If you don’t know who Scottie Pippen is, and find the above more confusing than it is amusing — a frequent circumstance some readers tell me — then you don’t know jack about the NBA, which begs the question: why would you care where Michael Jordan goes fishing?
“News Alert! Michael Jordan has been spotted fishing in a two-quart saucepan at Exit 27 on I-95. Media crowd gathers!”
“As I always say,” Jordan told the quivering mass media, “there’s the bounce pass, the overhead pass and the EZ-pass.”
Don’t get me wrong, I genuinely admire anyone who’s the best ever at anything, and Jordan is that, but it would have meant more to me if I was a big follower of pro basketball, which I am not.

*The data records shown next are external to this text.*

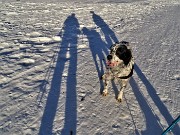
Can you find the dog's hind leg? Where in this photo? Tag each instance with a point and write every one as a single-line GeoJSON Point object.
{"type": "Point", "coordinates": [106, 79]}
{"type": "Point", "coordinates": [123, 83]}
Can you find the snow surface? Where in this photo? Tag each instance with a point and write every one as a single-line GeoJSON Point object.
{"type": "Point", "coordinates": [53, 52]}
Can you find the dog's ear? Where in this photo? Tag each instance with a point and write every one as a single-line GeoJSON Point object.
{"type": "Point", "coordinates": [124, 43]}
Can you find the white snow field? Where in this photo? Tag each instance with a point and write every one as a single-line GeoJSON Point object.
{"type": "Point", "coordinates": [52, 54]}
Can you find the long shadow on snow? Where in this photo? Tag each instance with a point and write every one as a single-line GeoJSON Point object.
{"type": "Point", "coordinates": [147, 111]}
{"type": "Point", "coordinates": [68, 47]}
{"type": "Point", "coordinates": [108, 33]}
{"type": "Point", "coordinates": [97, 46]}
{"type": "Point", "coordinates": [152, 125]}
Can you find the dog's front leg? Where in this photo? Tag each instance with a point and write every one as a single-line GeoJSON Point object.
{"type": "Point", "coordinates": [106, 79]}
{"type": "Point", "coordinates": [120, 95]}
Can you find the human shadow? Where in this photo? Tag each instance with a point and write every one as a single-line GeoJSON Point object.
{"type": "Point", "coordinates": [98, 47]}
{"type": "Point", "coordinates": [67, 53]}
{"type": "Point", "coordinates": [150, 117]}
{"type": "Point", "coordinates": [109, 34]}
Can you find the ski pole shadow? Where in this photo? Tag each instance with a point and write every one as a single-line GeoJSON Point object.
{"type": "Point", "coordinates": [67, 53]}
{"type": "Point", "coordinates": [108, 33]}
{"type": "Point", "coordinates": [152, 125]}
{"type": "Point", "coordinates": [152, 92]}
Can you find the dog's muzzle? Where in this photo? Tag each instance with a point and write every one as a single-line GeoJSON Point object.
{"type": "Point", "coordinates": [111, 64]}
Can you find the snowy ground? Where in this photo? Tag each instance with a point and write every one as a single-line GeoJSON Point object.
{"type": "Point", "coordinates": [52, 54]}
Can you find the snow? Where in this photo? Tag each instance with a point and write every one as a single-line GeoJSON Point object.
{"type": "Point", "coordinates": [52, 54]}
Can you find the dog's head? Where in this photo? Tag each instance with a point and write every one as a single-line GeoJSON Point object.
{"type": "Point", "coordinates": [119, 53]}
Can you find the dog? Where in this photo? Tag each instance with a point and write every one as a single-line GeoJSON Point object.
{"type": "Point", "coordinates": [120, 66]}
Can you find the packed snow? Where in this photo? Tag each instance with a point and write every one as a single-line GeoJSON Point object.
{"type": "Point", "coordinates": [52, 54]}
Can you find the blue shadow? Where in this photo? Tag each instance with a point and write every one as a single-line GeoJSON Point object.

That and, possibly, a Jordan travel agenda that read, “1. Go fishing; 2. Drop by mayor’s place (which he did); 3. Pay off Dobson’s mortgage (which he did not).”
My lack of knowledge of pro basketball, as opposed to collegiate ball, about which I know just enough to throw money out of bounds at tournament time every year, is because I can’t play a lick and therefore am less interested.
I couldn’t dunk a doughnut with a ladder even in my best days, while I could field a hot grounder in baseball, and was just good enough to get the stuffing, and other more descriptive terms, knocked out of me in high school football.
Hence, my baseball/football preference, in that order, and my own amazement at being able to pull off a Scottie Pippen reference like I knew what I was talking about.
I don’t. All I know is that Scottie Pippen was Jordan’s high-scoring right-hand man on all those championship Chicago Bulls teams, so it would follow, I thought, that …
Forget it. Hall of Famer Pippen was a small forward, a position that sounds incongruous to me considering that Pippen is 6-feet, 8-inches tall.
That’s like going to the movies and having the small popcorn delivered to you in a front-end loader.
Personally, because of my sports preferences, I would have been more ramped up if we had been visited by a baseball great. Say, Ted Williams, for instance.
He wasn’t the greatest ballplayer of all time — for my money it’s Willie Mays no matter what the Babe Ruthians say — but he was the last hitter to break .400 for the season.
Plus, he’s been wrapped up like a Mrs. Paul’s fish stick in an Arizona deep freeze these past 17 years waiting to be reanimated (no kidding).
It’s just an opinion, but if you really wanted to stir up a crowd, you would bring in a formerly dead baseball legend.
“Say, is that formerly dead Ted Williams?”
“It sure is, except now he’s the hitting dead, as opposed to the walking dead, or the base-on-balls dead. Cool, huh?
Not just cool, that would be huge.
PS. to Mr. Jordan. It’s just a small mortgage.